~A Boy Always Young~

2015年3月10日 星期二

Charcot’s Neuroarthropathy



Charcot’s neuroarthropathy affects the joints and bones of the feet. The development of this condition include severe peripheral neuropathy and autonomic dysfunction with increased blood flow to the foot; the peripheral circulation is usually intact.

The actual pathogenesis is poorly understood; however, the patient is vulnerable to trauma that may not recall. Repetitive trauma results in increased blood flow through the bone, increased osteoclastic activity, and remodeling of bone. In certain cases, patients walk on a fracture, which leads to continuing destruction of bones and joints in that area. Acute Charcot’s neuropathy may be triggered by any event that leads to localized inflammation. This may trigger a vicious cycle in which there is increasing inflammation, increasing expression of RANKL (a member of the tumor necrosis factor superfamily), and increasing bone breakdown.

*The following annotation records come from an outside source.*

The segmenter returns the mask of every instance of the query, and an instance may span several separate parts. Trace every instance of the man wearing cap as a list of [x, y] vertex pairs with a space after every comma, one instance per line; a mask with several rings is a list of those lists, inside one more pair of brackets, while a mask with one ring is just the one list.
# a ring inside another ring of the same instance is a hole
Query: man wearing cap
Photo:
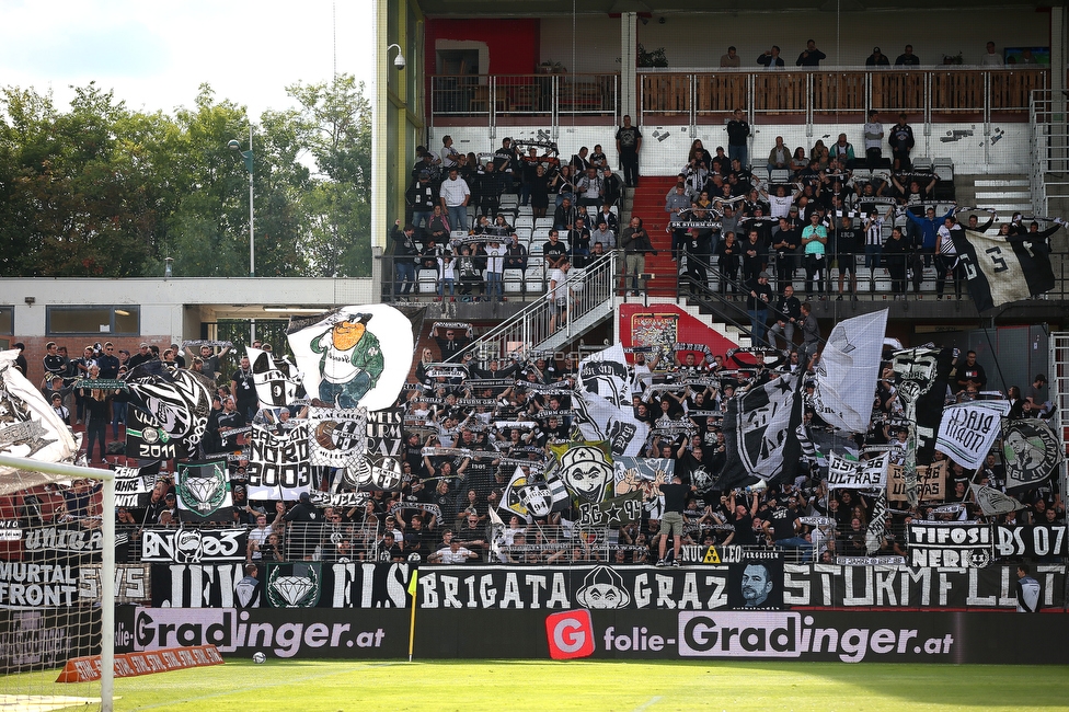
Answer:
[[746, 313], [750, 318], [750, 336], [754, 346], [767, 346], [766, 324], [768, 323], [768, 306], [772, 301], [772, 288], [768, 284], [768, 273], [757, 275], [757, 279], [747, 283]]
[[312, 353], [320, 359], [320, 400], [337, 407], [356, 407], [375, 388], [382, 375], [384, 359], [379, 340], [367, 331], [371, 314], [348, 314], [335, 322], [329, 332], [312, 340]]
[[471, 188], [468, 187], [457, 170], [449, 169], [449, 177], [441, 182], [438, 190], [441, 208], [449, 216], [449, 225], [453, 230], [464, 230], [468, 226], [468, 203], [471, 200]]
[[880, 47], [873, 47], [872, 54], [865, 59], [865, 67], [890, 67], [890, 60], [880, 51]]
[[416, 182], [409, 188], [405, 197], [412, 206], [412, 225], [427, 230], [434, 206], [438, 205], [438, 191], [430, 181], [430, 171], [419, 171]]

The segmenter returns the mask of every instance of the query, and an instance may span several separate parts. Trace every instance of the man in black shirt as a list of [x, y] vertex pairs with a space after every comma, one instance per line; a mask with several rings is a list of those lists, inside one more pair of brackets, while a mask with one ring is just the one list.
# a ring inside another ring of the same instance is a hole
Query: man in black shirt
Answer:
[[671, 565], [679, 565], [679, 546], [683, 537], [683, 509], [687, 506], [687, 495], [694, 490], [693, 485], [683, 484], [682, 479], [677, 474], [671, 479], [671, 484], [662, 484], [660, 494], [665, 496], [665, 515], [660, 519], [660, 555], [657, 560], [658, 566], [667, 566], [665, 561], [665, 550], [668, 548], [668, 537], [671, 537]]

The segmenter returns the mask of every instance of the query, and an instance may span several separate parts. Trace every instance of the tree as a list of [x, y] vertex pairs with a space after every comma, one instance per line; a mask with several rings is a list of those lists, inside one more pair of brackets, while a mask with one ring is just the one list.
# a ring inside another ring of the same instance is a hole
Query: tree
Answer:
[[286, 91], [303, 108], [304, 142], [325, 176], [303, 196], [311, 268], [320, 276], [369, 276], [371, 106], [364, 83], [338, 74], [329, 84], [297, 83]]

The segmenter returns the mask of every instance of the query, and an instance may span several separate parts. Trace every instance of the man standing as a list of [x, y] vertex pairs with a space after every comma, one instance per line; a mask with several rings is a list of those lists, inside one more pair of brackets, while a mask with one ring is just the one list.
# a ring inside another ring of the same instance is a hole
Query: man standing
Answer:
[[905, 113], [898, 115], [898, 123], [892, 127], [887, 142], [895, 159], [895, 170], [908, 171], [911, 165], [909, 152], [913, 150], [913, 129], [906, 123]]
[[455, 230], [464, 230], [468, 226], [468, 202], [471, 200], [471, 188], [460, 177], [457, 166], [449, 169], [449, 177], [441, 182], [438, 195], [441, 208], [449, 216], [449, 225]]
[[913, 54], [912, 45], [906, 45], [906, 51], [898, 55], [895, 67], [920, 67], [920, 57]]
[[805, 50], [798, 55], [798, 60], [794, 64], [797, 67], [819, 67], [820, 60], [827, 57], [826, 54], [817, 49], [817, 43], [811, 39], [805, 43]]
[[1018, 566], [1018, 612], [1039, 612], [1039, 582], [1032, 577], [1027, 564]]
[[646, 290], [646, 280], [642, 276], [646, 272], [646, 254], [657, 254], [650, 241], [650, 233], [642, 227], [642, 218], [632, 216], [631, 225], [620, 233], [620, 246], [623, 248], [623, 289], [628, 289], [628, 280], [634, 277], [632, 294], [639, 296], [639, 290]]
[[727, 157], [737, 160], [744, 168], [748, 165], [747, 140], [750, 136], [750, 125], [743, 116], [743, 110], [736, 108], [732, 120], [727, 122]]
[[768, 323], [768, 306], [772, 301], [772, 288], [768, 284], [768, 273], [762, 272], [757, 279], [746, 285], [746, 312], [750, 317], [750, 336], [754, 346], [766, 346], [765, 325]]
[[[665, 514], [660, 518], [660, 555], [657, 559], [658, 566], [679, 565], [679, 546], [683, 537], [683, 510], [687, 506], [687, 495], [694, 490], [691, 484], [683, 484], [682, 479], [677, 474], [673, 476], [671, 484], [662, 484], [660, 494], [665, 496]], [[665, 561], [665, 551], [668, 548], [668, 537], [671, 537], [671, 562]]]
[[884, 125], [876, 120], [876, 112], [869, 112], [869, 122], [864, 127], [865, 161], [869, 168], [878, 168], [883, 159]]
[[620, 168], [623, 169], [623, 181], [628, 187], [639, 185], [639, 150], [642, 148], [642, 131], [631, 125], [631, 115], [625, 114], [623, 126], [617, 130], [617, 153], [620, 154]]

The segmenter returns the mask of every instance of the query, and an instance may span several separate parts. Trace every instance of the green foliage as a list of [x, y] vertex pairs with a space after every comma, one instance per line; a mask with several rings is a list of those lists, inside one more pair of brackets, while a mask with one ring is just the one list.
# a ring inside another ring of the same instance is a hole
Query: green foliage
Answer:
[[[370, 107], [352, 77], [253, 127], [256, 275], [370, 274]], [[200, 87], [173, 116], [94, 83], [70, 110], [0, 90], [0, 276], [249, 274], [250, 117]], [[314, 161], [315, 174], [310, 170]]]

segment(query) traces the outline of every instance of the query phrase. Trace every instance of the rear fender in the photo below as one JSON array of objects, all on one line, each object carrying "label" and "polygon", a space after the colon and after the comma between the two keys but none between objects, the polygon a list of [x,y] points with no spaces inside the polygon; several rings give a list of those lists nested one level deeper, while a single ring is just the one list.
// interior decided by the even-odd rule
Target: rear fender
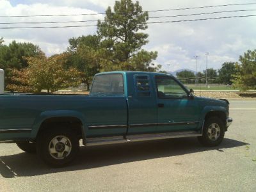
[{"label": "rear fender", "polygon": [[73,110],[51,110],[45,111],[36,118],[32,127],[31,136],[32,139],[35,139],[39,131],[42,124],[47,119],[54,117],[74,117],[79,119],[82,123],[82,136],[86,138],[85,134],[85,116],[81,113]]}]

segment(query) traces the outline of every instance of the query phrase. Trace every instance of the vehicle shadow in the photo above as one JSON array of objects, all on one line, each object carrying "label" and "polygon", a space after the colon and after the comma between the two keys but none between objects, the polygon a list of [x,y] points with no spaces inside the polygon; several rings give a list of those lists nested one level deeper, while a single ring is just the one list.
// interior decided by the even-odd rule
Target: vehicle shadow
[{"label": "vehicle shadow", "polygon": [[40,161],[36,154],[23,152],[0,157],[0,173],[5,178],[40,175],[212,150],[222,152],[225,148],[245,145],[248,143],[225,138],[217,147],[204,147],[196,141],[196,138],[186,138],[86,148],[81,147],[76,160],[70,165],[61,168],[49,168]]}]

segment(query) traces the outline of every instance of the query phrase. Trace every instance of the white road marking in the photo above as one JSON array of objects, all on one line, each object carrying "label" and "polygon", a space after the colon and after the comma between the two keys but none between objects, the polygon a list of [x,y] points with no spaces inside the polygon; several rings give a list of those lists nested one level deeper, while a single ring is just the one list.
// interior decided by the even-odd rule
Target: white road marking
[{"label": "white road marking", "polygon": [[8,166],[2,159],[0,159],[0,161],[1,161],[1,163],[2,163],[3,164],[4,164],[5,166],[6,166],[12,173],[13,173],[13,175],[14,175],[15,177],[18,175],[18,174],[17,174],[15,172],[14,172],[12,170],[12,168],[11,168],[9,166]]}]

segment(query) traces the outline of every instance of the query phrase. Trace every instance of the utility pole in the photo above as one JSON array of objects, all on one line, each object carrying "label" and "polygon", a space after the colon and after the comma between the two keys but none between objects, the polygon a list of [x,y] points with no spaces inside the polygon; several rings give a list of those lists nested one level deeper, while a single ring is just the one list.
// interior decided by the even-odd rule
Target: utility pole
[{"label": "utility pole", "polygon": [[209,52],[206,52],[205,55],[206,55],[205,83],[206,83],[206,86],[207,86],[207,85],[208,85],[208,81],[207,81],[207,65],[208,65],[208,55],[209,55]]},{"label": "utility pole", "polygon": [[170,64],[167,64],[167,72],[169,72],[169,66],[170,66]]},{"label": "utility pole", "polygon": [[194,57],[194,58],[196,60],[196,80],[195,80],[195,84],[196,84],[196,86],[197,85],[197,58],[198,58],[198,56],[195,56]]}]

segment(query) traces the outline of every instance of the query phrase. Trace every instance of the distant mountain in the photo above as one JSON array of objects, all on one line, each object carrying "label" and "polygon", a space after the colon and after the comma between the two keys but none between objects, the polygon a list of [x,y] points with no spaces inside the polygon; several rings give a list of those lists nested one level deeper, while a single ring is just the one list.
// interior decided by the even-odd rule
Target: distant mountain
[{"label": "distant mountain", "polygon": [[168,72],[168,73],[170,74],[172,74],[172,75],[173,75],[173,76],[176,76],[176,74],[177,74],[177,72],[181,72],[181,71],[185,70],[189,70],[189,71],[191,71],[191,72],[193,72],[194,73],[195,75],[196,74],[196,72],[195,72],[195,70],[191,70],[191,69],[189,69],[189,68],[181,68],[181,69],[178,69],[178,70],[175,70],[175,71],[173,71],[173,72],[172,72],[172,71],[169,71],[169,72]]}]

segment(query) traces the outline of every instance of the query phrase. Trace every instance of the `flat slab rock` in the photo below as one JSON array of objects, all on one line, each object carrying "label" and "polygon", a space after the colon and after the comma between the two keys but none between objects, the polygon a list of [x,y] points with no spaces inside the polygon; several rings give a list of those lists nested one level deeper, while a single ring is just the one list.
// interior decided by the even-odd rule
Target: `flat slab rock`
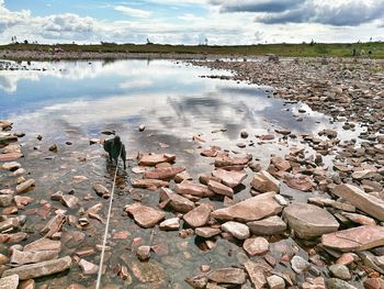
[{"label": "flat slab rock", "polygon": [[384,201],[376,197],[365,193],[352,185],[338,185],[332,192],[346,199],[349,203],[355,205],[361,211],[376,218],[380,221],[384,221]]},{"label": "flat slab rock", "polygon": [[384,227],[363,225],[323,235],[321,245],[341,252],[359,252],[384,246]]},{"label": "flat slab rock", "polygon": [[242,285],[246,282],[246,273],[239,268],[222,268],[212,271],[208,279],[217,284]]},{"label": "flat slab rock", "polygon": [[23,265],[13,269],[5,270],[2,274],[2,278],[11,275],[18,275],[20,280],[35,279],[43,276],[65,271],[69,269],[71,265],[72,259],[69,256],[66,256],[59,259]]},{"label": "flat slab rock", "polygon": [[163,212],[138,202],[125,205],[124,211],[133,215],[135,222],[143,227],[153,227],[166,218]]},{"label": "flat slab rock", "polygon": [[261,193],[228,208],[215,210],[211,215],[222,221],[236,220],[239,222],[251,222],[275,215],[282,211],[282,207],[273,196],[275,192]]},{"label": "flat slab rock", "polygon": [[328,211],[308,203],[290,204],[284,209],[283,219],[301,238],[317,237],[339,229],[339,223]]}]

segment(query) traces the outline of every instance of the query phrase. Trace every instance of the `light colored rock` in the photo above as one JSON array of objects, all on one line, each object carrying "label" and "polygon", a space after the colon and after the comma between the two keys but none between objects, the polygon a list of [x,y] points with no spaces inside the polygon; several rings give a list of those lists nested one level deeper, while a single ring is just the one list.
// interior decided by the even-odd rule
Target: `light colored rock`
[{"label": "light colored rock", "polygon": [[292,203],[283,212],[283,219],[301,238],[317,237],[339,229],[339,223],[326,210],[308,203]]},{"label": "light colored rock", "polygon": [[183,220],[192,227],[203,226],[210,221],[214,207],[211,203],[202,203],[183,215]]},{"label": "light colored rock", "polygon": [[216,269],[208,275],[208,279],[217,284],[242,285],[246,278],[246,273],[239,268]]},{"label": "light colored rock", "polygon": [[65,271],[69,269],[71,265],[71,258],[69,256],[66,256],[59,259],[46,260],[31,265],[23,265],[13,269],[5,270],[2,274],[2,278],[11,275],[19,275],[20,280],[35,279],[56,273]]},{"label": "light colored rock", "polygon": [[212,171],[212,176],[218,178],[225,186],[228,186],[229,188],[237,187],[247,178],[247,174],[245,171],[233,171],[221,168]]},{"label": "light colored rock", "polygon": [[211,215],[217,220],[240,222],[251,222],[275,215],[281,212],[282,207],[274,200],[274,194],[275,192],[262,193],[228,208],[215,210]]},{"label": "light colored rock", "polygon": [[138,202],[125,205],[124,211],[133,215],[136,223],[143,227],[153,227],[166,218],[163,212]]},{"label": "light colored rock", "polygon": [[285,281],[278,275],[272,275],[267,278],[267,282],[270,289],[284,289]]},{"label": "light colored rock", "polygon": [[376,218],[380,221],[384,221],[384,201],[375,198],[372,194],[368,194],[358,187],[352,185],[338,185],[332,192],[346,199],[351,204],[359,208],[361,211]]},{"label": "light colored rock", "polygon": [[247,238],[242,244],[242,248],[250,256],[262,255],[269,251],[269,243],[263,237]]},{"label": "light colored rock", "polygon": [[174,193],[168,188],[161,188],[160,190],[160,200],[167,202],[173,210],[187,213],[194,209],[194,203],[189,199]]},{"label": "light colored rock", "polygon": [[358,252],[384,246],[384,227],[379,225],[363,225],[321,237],[323,246],[341,252]]},{"label": "light colored rock", "polygon": [[278,215],[272,215],[259,221],[248,222],[247,226],[255,235],[276,235],[283,233],[286,230],[286,224]]},{"label": "light colored rock", "polygon": [[222,224],[222,230],[231,234],[238,240],[246,240],[247,237],[249,237],[248,226],[238,222],[228,221]]},{"label": "light colored rock", "polygon": [[19,286],[18,275],[2,277],[0,279],[0,289],[18,289],[18,286]]},{"label": "light colored rock", "polygon": [[280,191],[280,182],[267,170],[257,173],[250,184],[253,189],[260,192]]}]

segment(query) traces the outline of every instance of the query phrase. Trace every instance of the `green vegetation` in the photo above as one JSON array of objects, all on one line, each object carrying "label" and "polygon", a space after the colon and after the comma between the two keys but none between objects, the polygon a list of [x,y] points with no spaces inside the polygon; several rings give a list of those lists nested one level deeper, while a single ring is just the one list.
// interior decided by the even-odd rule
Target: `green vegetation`
[{"label": "green vegetation", "polygon": [[238,46],[205,46],[205,45],[160,45],[160,44],[114,44],[102,43],[92,45],[77,44],[8,44],[0,45],[1,49],[10,51],[45,51],[52,47],[63,48],[64,52],[93,52],[93,53],[160,53],[160,54],[217,54],[217,55],[266,55],[275,54],[291,57],[316,57],[336,56],[350,57],[354,49],[358,55],[368,57],[371,52],[372,58],[384,58],[384,43],[353,43],[353,44],[259,44]]}]

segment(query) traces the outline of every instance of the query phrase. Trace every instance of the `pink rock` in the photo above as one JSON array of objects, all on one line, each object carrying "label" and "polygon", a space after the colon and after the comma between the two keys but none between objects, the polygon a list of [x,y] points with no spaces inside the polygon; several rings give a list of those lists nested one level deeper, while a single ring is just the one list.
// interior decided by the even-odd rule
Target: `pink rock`
[{"label": "pink rock", "polygon": [[143,227],[153,227],[166,218],[163,212],[138,202],[125,205],[124,210]]}]

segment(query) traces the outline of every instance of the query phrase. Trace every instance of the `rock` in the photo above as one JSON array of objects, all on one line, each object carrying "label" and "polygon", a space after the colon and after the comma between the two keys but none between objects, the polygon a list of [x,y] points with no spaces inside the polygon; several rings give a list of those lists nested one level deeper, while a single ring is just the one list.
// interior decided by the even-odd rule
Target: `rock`
[{"label": "rock", "polygon": [[216,269],[208,275],[208,279],[217,284],[242,285],[246,278],[245,271],[239,268]]},{"label": "rock", "polygon": [[339,229],[339,223],[326,210],[308,203],[292,203],[283,211],[283,219],[301,238],[317,237]]},{"label": "rock", "polygon": [[2,278],[15,274],[19,275],[20,280],[35,279],[56,273],[65,271],[69,269],[71,265],[71,258],[69,256],[66,256],[59,259],[45,260],[42,263],[31,265],[23,265],[16,268],[5,270],[2,274]]},{"label": "rock", "polygon": [[83,275],[97,275],[99,273],[99,266],[86,259],[80,259],[79,266]]},{"label": "rock", "polygon": [[163,212],[138,202],[125,205],[124,211],[133,215],[135,222],[143,227],[153,227],[166,218]]},{"label": "rock", "polygon": [[222,230],[216,227],[203,226],[203,227],[196,227],[194,230],[194,233],[197,236],[210,238],[222,233]]},{"label": "rock", "polygon": [[78,205],[79,203],[79,199],[75,196],[71,194],[65,194],[61,198],[61,202],[64,203],[64,205],[74,209]]},{"label": "rock", "polygon": [[246,240],[247,237],[249,237],[248,226],[238,222],[228,221],[222,224],[222,230],[231,234],[238,240]]},{"label": "rock", "polygon": [[363,225],[321,237],[323,246],[341,252],[359,252],[384,245],[384,227],[379,225]]},{"label": "rock", "polygon": [[183,215],[183,220],[192,227],[203,226],[210,221],[211,212],[214,210],[213,204],[202,203],[192,211]]},{"label": "rock", "polygon": [[352,278],[348,267],[342,264],[335,264],[328,267],[329,271],[339,279],[350,280]]},{"label": "rock", "polygon": [[285,288],[285,281],[283,278],[279,277],[278,275],[272,275],[267,278],[267,282],[270,289],[284,289]]},{"label": "rock", "polygon": [[189,199],[174,193],[168,188],[161,188],[160,190],[160,201],[166,202],[173,210],[187,213],[194,209],[194,203]]},{"label": "rock", "polygon": [[160,179],[132,179],[132,187],[156,190],[158,188],[168,187],[169,182]]},{"label": "rock", "polygon": [[18,275],[2,277],[0,279],[0,288],[1,289],[18,289],[18,286],[19,286],[19,276]]},{"label": "rock", "polygon": [[136,255],[140,260],[147,260],[150,257],[150,246],[139,246]]},{"label": "rock", "polygon": [[18,168],[21,168],[21,165],[16,162],[9,162],[9,163],[4,163],[1,165],[2,169],[7,169],[7,170],[16,170]]},{"label": "rock", "polygon": [[302,274],[310,267],[310,264],[301,256],[295,255],[291,259],[291,267],[296,274]]},{"label": "rock", "polygon": [[282,207],[274,200],[274,192],[262,193],[245,201],[212,212],[212,216],[223,221],[251,222],[281,212]]},{"label": "rock", "polygon": [[372,194],[368,194],[358,187],[352,185],[338,185],[332,192],[347,200],[349,203],[355,205],[361,211],[376,218],[380,221],[384,221],[384,201],[375,198]]},{"label": "rock", "polygon": [[173,163],[176,159],[176,155],[170,154],[142,154],[138,157],[138,165],[139,166],[156,166],[160,163]]},{"label": "rock", "polygon": [[199,198],[214,197],[215,193],[208,189],[207,186],[183,181],[176,185],[174,191],[179,194],[191,194]]},{"label": "rock", "polygon": [[267,285],[266,279],[266,268],[263,264],[253,263],[251,260],[247,260],[244,266],[249,275],[249,278],[255,287],[255,289],[262,289]]},{"label": "rock", "polygon": [[9,207],[13,203],[12,194],[0,194],[0,207]]},{"label": "rock", "polygon": [[103,185],[101,185],[100,182],[93,182],[92,184],[92,188],[95,191],[95,193],[99,197],[102,197],[104,199],[108,199],[111,197],[111,193],[109,191],[109,189],[106,189]]},{"label": "rock", "polygon": [[214,180],[208,180],[208,189],[217,194],[234,196],[234,190],[231,188]]},{"label": "rock", "polygon": [[286,224],[278,215],[260,221],[248,222],[247,226],[255,235],[276,235],[284,233],[286,230]]},{"label": "rock", "polygon": [[225,186],[228,186],[229,188],[239,186],[247,178],[247,174],[245,171],[233,171],[221,168],[212,171],[212,176],[218,178]]},{"label": "rock", "polygon": [[171,218],[160,223],[160,230],[179,230],[179,218]]},{"label": "rock", "polygon": [[253,189],[260,192],[280,191],[280,182],[266,170],[257,173],[250,184]]},{"label": "rock", "polygon": [[262,255],[269,251],[269,243],[263,237],[247,238],[242,244],[242,248],[250,256]]},{"label": "rock", "polygon": [[21,252],[19,249],[13,249],[11,256],[12,265],[24,265],[31,263],[39,263],[44,260],[56,259],[58,257],[59,251],[32,251],[32,252]]},{"label": "rock", "polygon": [[327,289],[358,289],[348,282],[338,278],[327,278],[326,279]]},{"label": "rock", "polygon": [[147,170],[144,173],[144,179],[162,179],[169,180],[174,178],[176,175],[184,171],[184,167],[166,167],[166,168],[155,168],[154,170]]}]

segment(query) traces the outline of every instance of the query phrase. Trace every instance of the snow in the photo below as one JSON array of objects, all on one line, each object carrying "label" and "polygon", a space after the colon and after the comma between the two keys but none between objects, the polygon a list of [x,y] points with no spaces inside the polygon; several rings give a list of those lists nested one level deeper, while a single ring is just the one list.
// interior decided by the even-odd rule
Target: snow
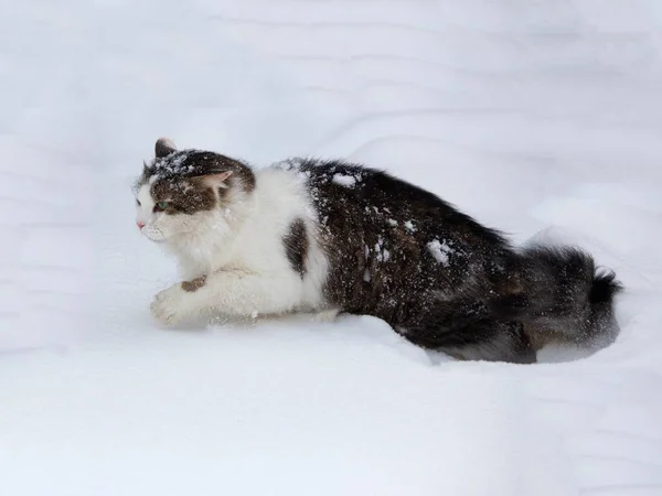
[{"label": "snow", "polygon": [[333,174],[333,179],[331,181],[344,187],[354,187],[356,185],[356,177],[351,175]]},{"label": "snow", "polygon": [[[0,494],[662,494],[656,0],[2,12]],[[628,288],[622,332],[512,366],[372,317],[162,330],[174,267],[130,190],[161,136],[363,161],[579,244]]]},{"label": "snow", "polygon": [[427,246],[429,252],[435,257],[435,260],[444,267],[448,267],[448,255],[452,252],[452,248],[450,248],[448,242],[446,242],[446,240],[439,241],[438,239],[433,239]]}]

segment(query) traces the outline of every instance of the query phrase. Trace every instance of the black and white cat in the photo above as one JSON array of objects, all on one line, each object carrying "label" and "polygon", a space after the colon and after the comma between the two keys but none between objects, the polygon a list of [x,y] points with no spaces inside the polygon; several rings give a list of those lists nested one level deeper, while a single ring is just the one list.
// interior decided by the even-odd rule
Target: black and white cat
[{"label": "black and white cat", "polygon": [[374,315],[462,359],[535,362],[553,338],[612,341],[611,272],[575,248],[513,248],[434,194],[342,161],[253,170],[160,139],[136,183],[141,233],[183,282],[154,298],[166,324],[200,315]]}]

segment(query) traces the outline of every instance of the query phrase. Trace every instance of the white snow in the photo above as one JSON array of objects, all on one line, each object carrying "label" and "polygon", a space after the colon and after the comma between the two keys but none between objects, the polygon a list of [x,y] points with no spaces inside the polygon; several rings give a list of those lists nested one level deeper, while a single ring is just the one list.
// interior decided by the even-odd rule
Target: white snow
[{"label": "white snow", "polygon": [[434,239],[428,242],[428,250],[435,257],[439,263],[445,267],[448,267],[448,254],[452,252],[452,248],[446,241],[439,241],[438,239]]},{"label": "white snow", "polygon": [[333,174],[331,181],[344,187],[354,187],[356,185],[356,177],[345,174]]},{"label": "white snow", "polygon": [[[662,494],[661,29],[658,0],[4,2],[0,494]],[[509,366],[371,317],[159,328],[130,186],[161,136],[577,242],[621,335]]]}]

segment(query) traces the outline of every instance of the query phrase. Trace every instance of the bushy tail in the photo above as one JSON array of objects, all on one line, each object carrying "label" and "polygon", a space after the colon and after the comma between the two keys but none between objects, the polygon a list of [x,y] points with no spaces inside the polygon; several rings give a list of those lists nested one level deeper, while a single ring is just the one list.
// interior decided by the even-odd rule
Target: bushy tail
[{"label": "bushy tail", "polygon": [[613,296],[622,287],[613,272],[597,270],[590,255],[534,246],[522,250],[519,266],[519,291],[496,310],[523,322],[534,341],[601,347],[616,339]]}]

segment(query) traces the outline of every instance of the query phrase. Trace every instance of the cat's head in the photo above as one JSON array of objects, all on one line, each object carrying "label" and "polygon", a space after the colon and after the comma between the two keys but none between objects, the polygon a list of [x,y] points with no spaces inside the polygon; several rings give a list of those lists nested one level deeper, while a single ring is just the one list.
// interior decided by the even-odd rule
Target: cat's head
[{"label": "cat's head", "polygon": [[164,138],[154,150],[135,184],[136,224],[152,241],[226,228],[233,205],[255,186],[250,169],[225,155],[178,150]]}]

Charcot’s neuropathy is sometimes difficult to distinguish from osteomyelitis or an inflammatory arthropathy. A unilateral swollen, hot foot in a patient with neuropathy must be considered to be a Charcot foot.

Charcot’s arthropathy can be diagnosed in most patients by plain radiography and a high index of suspicion. Radiographs may reveal bone and joint destruction, fragmentation, and remodeling. In such cases, the three-phase bisphosphonate bone scan shows increased bone uptake, although the 111In-labeled bone scan will be negative in the absence of infection.

Management of the acute phase involves immobilization. Evidence suggests that treatment with bisphosphonates, which reduce osteoclastic activity, may reduce swelling, discomfort, and bone turnover markers. Although Charcot’s neuroarthropathy is rare, it should be suspected in any patient with unexplained swelling and heat in a neuropathic foot.